Tool (Pressefoto)

Tool (Pressefoto)

Also, beim M'era Luna ist das so: Klar geht's in erster Linie um die Bands. Und die Veranstalter hatten ja auch wieder ein tolles Line-Up gezaubert. Neben Tool und Deine Lakaien kamen auch Bands wie Dir En Grey und die 69Eyes nach Hildesheim. Die Tatsache, dass die Rollbahn des Flughafen Hildesheim-Drispenstedt beim M'era Luna ab und an zum Laufsteg wird, ist aber auch durchaus Teil der Veranstaltung.

Sehen und gesehen werden, das stellt unter Camping-Bedingungen den Einen oder die Andere dann wie jedes Jahr vor einige Herausforderungen. Nichtsdestotrotz; bereits am frühen Freitag Abend sitzen das Korsett und die Schweißerbrille makellos.
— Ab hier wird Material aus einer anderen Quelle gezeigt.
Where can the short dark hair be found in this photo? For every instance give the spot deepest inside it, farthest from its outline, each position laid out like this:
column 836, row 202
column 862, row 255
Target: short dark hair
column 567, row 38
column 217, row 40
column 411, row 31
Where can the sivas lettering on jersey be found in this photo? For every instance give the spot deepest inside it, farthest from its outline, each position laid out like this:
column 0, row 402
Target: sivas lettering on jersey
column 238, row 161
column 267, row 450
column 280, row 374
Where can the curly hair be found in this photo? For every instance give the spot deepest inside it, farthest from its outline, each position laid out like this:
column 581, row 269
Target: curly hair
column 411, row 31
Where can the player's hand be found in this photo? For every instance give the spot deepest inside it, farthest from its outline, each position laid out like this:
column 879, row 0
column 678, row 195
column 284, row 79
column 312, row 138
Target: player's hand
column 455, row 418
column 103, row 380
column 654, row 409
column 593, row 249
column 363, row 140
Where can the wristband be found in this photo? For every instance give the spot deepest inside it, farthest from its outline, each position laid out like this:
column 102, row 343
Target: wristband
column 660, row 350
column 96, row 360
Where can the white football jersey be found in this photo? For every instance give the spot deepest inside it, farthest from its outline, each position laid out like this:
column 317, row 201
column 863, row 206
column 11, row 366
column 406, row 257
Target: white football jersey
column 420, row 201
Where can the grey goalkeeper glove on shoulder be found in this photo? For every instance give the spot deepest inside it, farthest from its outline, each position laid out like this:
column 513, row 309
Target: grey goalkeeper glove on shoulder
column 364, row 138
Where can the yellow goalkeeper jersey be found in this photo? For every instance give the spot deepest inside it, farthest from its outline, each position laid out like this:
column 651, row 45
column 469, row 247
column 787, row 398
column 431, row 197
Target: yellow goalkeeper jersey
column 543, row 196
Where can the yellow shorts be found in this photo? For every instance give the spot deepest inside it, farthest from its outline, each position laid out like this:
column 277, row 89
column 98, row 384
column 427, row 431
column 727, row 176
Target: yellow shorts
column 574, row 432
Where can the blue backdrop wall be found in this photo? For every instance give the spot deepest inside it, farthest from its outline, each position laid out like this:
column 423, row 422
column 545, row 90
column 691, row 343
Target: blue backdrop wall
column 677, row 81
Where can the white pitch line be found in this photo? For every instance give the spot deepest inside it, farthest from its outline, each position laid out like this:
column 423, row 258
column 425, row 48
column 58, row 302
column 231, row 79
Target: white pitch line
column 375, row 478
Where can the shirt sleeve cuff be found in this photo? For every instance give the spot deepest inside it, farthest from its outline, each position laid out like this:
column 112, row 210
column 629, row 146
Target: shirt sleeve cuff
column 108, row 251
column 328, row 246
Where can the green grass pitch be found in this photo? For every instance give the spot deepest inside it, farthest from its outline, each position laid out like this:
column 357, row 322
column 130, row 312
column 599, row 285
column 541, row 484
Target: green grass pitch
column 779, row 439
Dass ausgerechnet jetzt ein wahrer Wolkenbruch über den asphaltierten Catwalk jagen muss ist ärgerlich, aber zwei überaus sonnige Festivaltage können die Rüschen und Engelsflügel trocknen.

Für weitere Irritationen sorgten auch kurzfristige Änderungen im Spielplan. So tauschten Client den Platz mit Assemblage 23, denn letztere waren im Stau stecken geblieben. Die Fledermaus abgeschossen haben allerdings Animal Alpha. Ihr Auftritt musste komplett entfallen. Die falsche Handhabung eines Navigationssystems führte die armen Norweger irgendwo ins zwar schöne, aber leider weit entfernte Thüringen. Als Animal Alpha die Stadtgrenze von Hildesheim erreichten, war das M’era Luna 2007 bereits vorbei.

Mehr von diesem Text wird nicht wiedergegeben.